The team evaluated the strength of a state’s gun laws using scorecards from the Brady Campaign to Prevent Gun Violence, a nonprofit that ranks the strictness of laws on a 100-point scale. Higher scores indicate stricter legislation.
Strict laws protect kids even in states with high rates of gun ownership
For every 10-point increase in a law’s safety score, firearm deaths among young people dropped 4%, the study found. Scores were bolstered by additions like child access prevention laws or extreme risk protection regulations.
Assaults accounted for more than 60% of all deaths, followed by suicides. Young men made up 87% of victims, and more than two-thirds were between 18 and 21, researchers said.
Even in states where gun ownership is high, strict laws that control the purchase of guns protect children and lower mortality rates, the study showed.
That’s likely due to access, Goyal told CNN in an email.

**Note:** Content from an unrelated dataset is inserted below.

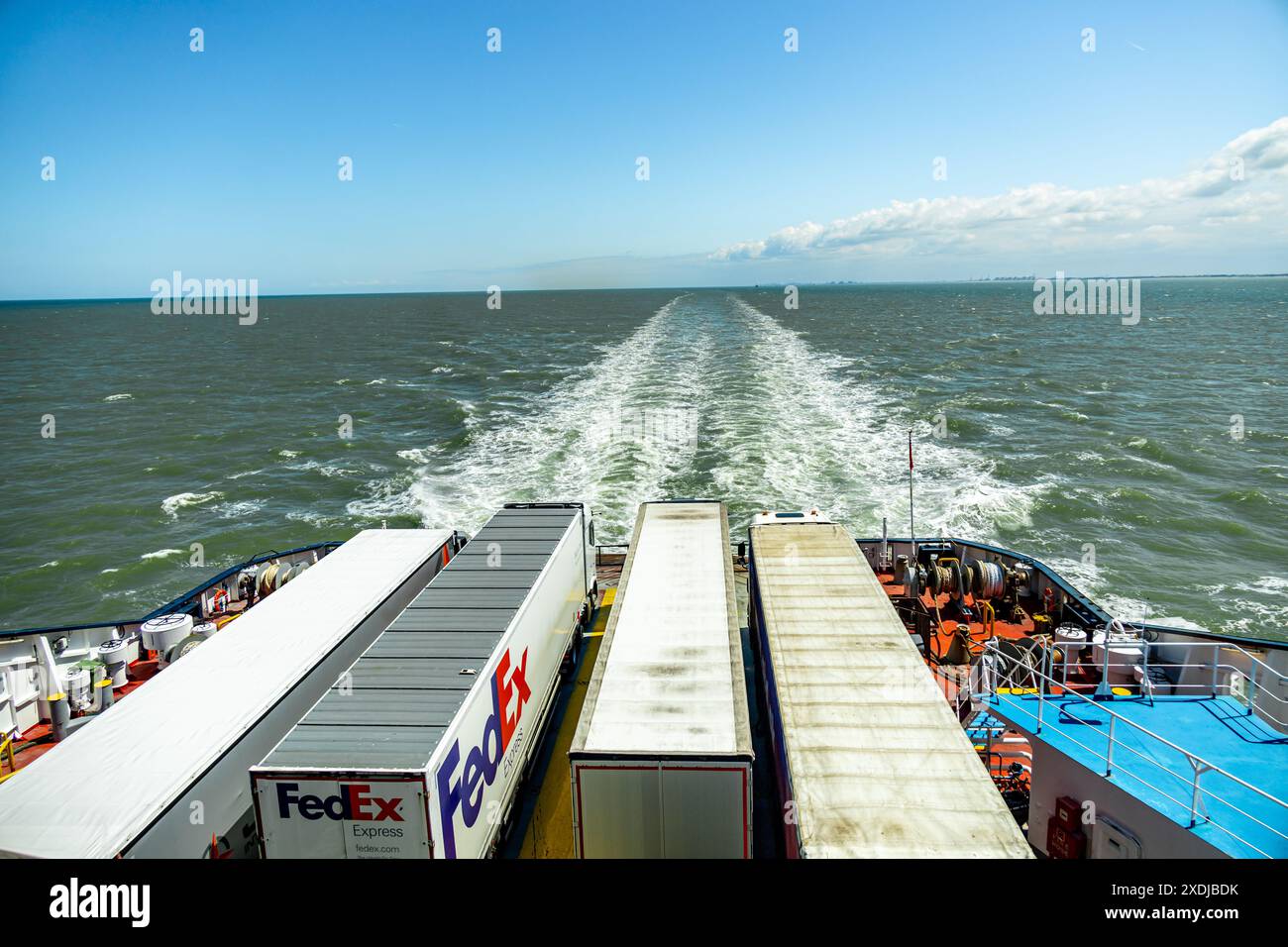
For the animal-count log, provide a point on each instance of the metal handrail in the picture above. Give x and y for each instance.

Some states require gun owners to keep their weapons locked and unloaded at all times, a type of child access prevention law, which reduces the likelihood of unintentional injury.
Extreme risk protection laws, or regulations that allow the state to remove guns from the homes of people deemed unfit to possess them, likely keep that number low, too, she said.

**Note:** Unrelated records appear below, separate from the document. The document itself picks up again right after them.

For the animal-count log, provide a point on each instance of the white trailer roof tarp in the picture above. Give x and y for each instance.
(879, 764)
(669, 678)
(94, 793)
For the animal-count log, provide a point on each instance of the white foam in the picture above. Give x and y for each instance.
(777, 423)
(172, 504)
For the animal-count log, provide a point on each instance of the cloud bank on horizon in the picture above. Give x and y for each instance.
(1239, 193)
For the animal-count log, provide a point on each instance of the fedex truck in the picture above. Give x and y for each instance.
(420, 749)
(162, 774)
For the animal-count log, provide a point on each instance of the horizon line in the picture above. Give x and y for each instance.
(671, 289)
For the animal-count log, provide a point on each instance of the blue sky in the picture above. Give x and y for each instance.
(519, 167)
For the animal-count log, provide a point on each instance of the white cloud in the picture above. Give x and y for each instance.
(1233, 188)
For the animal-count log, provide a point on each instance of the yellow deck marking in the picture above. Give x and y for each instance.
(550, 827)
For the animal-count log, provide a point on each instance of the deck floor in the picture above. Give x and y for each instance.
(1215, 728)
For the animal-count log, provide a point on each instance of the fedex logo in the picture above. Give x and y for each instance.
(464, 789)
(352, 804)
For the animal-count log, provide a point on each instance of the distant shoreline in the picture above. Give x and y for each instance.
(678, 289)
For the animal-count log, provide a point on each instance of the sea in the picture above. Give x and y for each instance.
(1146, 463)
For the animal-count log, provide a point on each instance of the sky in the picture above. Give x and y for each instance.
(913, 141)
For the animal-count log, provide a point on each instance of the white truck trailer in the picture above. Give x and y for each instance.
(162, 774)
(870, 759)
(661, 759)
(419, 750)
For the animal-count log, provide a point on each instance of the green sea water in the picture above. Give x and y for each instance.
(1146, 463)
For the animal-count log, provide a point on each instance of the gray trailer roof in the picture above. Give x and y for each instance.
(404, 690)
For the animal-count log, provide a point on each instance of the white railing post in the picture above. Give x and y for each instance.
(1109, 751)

Gun violence is the second-highest cause of death among young people
Firearm-related injuries are the second-leading cause of death among children and adolescents after car accidents, a 2016 study found.
It’s a disturbing part of a national trend: The US leads other industrialized nations in gun-related deaths, a rate that’s steadily increased after years of decline, the CDC reported in 2018. But the politically potent nature of gun ownership has beleaguered efforts to legislate it.
“We have seen dramatic decreases in motor vehicle deaths by investing in sound, evidence-based research in child passenger safety,” Goyal said. “We must embrace the same approach for gun safety.”
The majority of states didn’t require universal background checks during the time period researchers studied, they said, and some have loosened requirements since.
The Giffords Law Center, which has taken up state gun law scoring from the Brady Campaign, ranked Mississippi last in its 2018 scorecard. The state doesn’t require gun owners to obtain a license or register their weapons.